Scholz fired former Finance Minister Christian Lindner in November, effectively ending the governing coalition in Germany that had been in power since 2021. It consisted of Scholz’s Social Democratic Party (SPD), Lindner’s Free Democratic Party (FDP) and the Green Party.

The SPD and the Greens have effectively remained in government as a minority government and will continue to do so after Monday’s vote until a new Bundestag is formed. However, without the parliamentary majority required to pass laws, Scholz is widely viewed as a lame duck.

The three-party coalition government was plagued by disagreements over budget and economic policy positions. Tensions reached a peak with a paper written by Lindner outlining his vision for reviving the German economy. However, the former finance minister also spoke out against the fundamental positions of the SPD and the Greens in the paper.

The parties also struggled to finalize Germany’s 2025 budget and ultimately appeared unable to reach a solution.

The government will now work with a provisional budget until the incumbent Bundestag implements its own budget. The German Finance Ministry said on Monday that it does not expect a preliminary spending plan for 2025 until the middle of next year at the earliest.

What happens next?

Federal President Frank-Walter Steinmeier now has 21 days to dissolve parliament. A new election must then take place within 60 days of this dissolution, with the date already set for February 23rd.
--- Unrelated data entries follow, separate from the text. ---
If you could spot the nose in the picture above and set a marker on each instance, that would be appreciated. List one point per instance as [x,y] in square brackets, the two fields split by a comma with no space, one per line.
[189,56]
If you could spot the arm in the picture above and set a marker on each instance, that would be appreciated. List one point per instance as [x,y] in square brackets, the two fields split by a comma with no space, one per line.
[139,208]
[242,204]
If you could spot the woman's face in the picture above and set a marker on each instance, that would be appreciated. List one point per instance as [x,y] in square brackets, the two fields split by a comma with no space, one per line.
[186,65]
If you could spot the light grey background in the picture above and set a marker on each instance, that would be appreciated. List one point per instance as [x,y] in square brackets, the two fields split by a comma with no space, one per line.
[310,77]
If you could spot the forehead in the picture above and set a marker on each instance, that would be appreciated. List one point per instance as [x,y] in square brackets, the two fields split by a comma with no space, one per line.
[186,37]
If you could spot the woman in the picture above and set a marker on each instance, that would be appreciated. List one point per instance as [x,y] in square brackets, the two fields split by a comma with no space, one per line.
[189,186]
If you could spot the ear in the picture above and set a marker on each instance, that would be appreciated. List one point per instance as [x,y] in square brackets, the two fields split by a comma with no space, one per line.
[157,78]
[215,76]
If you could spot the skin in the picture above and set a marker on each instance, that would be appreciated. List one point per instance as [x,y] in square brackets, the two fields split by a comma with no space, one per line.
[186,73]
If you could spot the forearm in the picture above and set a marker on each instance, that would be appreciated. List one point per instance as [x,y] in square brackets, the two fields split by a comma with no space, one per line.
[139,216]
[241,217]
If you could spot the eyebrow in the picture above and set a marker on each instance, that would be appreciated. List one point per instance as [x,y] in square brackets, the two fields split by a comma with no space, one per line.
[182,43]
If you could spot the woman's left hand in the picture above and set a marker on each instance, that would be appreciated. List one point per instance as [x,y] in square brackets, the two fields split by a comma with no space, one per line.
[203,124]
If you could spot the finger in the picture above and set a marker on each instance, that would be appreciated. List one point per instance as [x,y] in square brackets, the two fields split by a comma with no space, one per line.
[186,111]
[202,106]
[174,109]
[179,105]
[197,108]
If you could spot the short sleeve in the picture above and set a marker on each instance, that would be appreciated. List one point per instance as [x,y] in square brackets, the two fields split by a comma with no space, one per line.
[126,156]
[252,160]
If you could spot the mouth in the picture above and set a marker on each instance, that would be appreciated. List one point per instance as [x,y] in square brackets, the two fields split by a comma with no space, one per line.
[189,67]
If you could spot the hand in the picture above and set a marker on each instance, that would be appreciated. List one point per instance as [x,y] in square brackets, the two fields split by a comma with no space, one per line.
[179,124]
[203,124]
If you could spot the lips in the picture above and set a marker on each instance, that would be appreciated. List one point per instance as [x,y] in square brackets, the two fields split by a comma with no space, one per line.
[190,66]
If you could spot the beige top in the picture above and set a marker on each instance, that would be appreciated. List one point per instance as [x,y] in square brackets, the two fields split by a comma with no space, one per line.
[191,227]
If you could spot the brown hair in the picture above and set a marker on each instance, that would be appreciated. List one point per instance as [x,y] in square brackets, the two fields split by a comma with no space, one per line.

The German constitution sets out a series of procedures aimed at making the collapse of a government as calm as possible and avoiding the political unrest experienced by the Weimar Republic in the 1930s – a turbulent period that played a key role in its rise the government played Nazis in Germany.

The election campaign for the 2025 election has already begun. The German parties are discussing initial political proposals on key issues such as immigration, the economy, taxes, the debt brake and social security. Full manifestos are expected to be released in the coming weeks.

The parties have also announced which of their candidates they would propose for the chancellorship if he received the most votes. Despite the failure of the Scholz coalition, he was chosen as the SPD’s candidate for chancellor, while opposition leader Friedrich Merz will take on this role for the CDU.

The CDU and its Bavarian offshoot, the Christian Social Union (CSU), are currently leading the polls and are expected to become the strongest party. This means that Merz has the best prerequisites to succeed Scholz as Chancellor. The CDU/CSU is then widely expected to enter into a coalition with either the SPD or, in a less likely scenario, the Greens to form Germany’s next government.

Kallum Pickering, chief economist at Peel Hunt, said on Monday that Germany’s economic woes were likely to force a deal on new fiscal support regardless of the election outcome.

“Even if there are no changes to the debt brake in the new government’s first three to six months, I think economic conditions will ultimately force them to accept the reality that they need if they have a large enough majority .” a fiscal stimulus,” Pickering told CNBC’s “Street Signs Europe.”

“As soon as there is an economic stimulus in Germany, I think things will look a little better,” he added.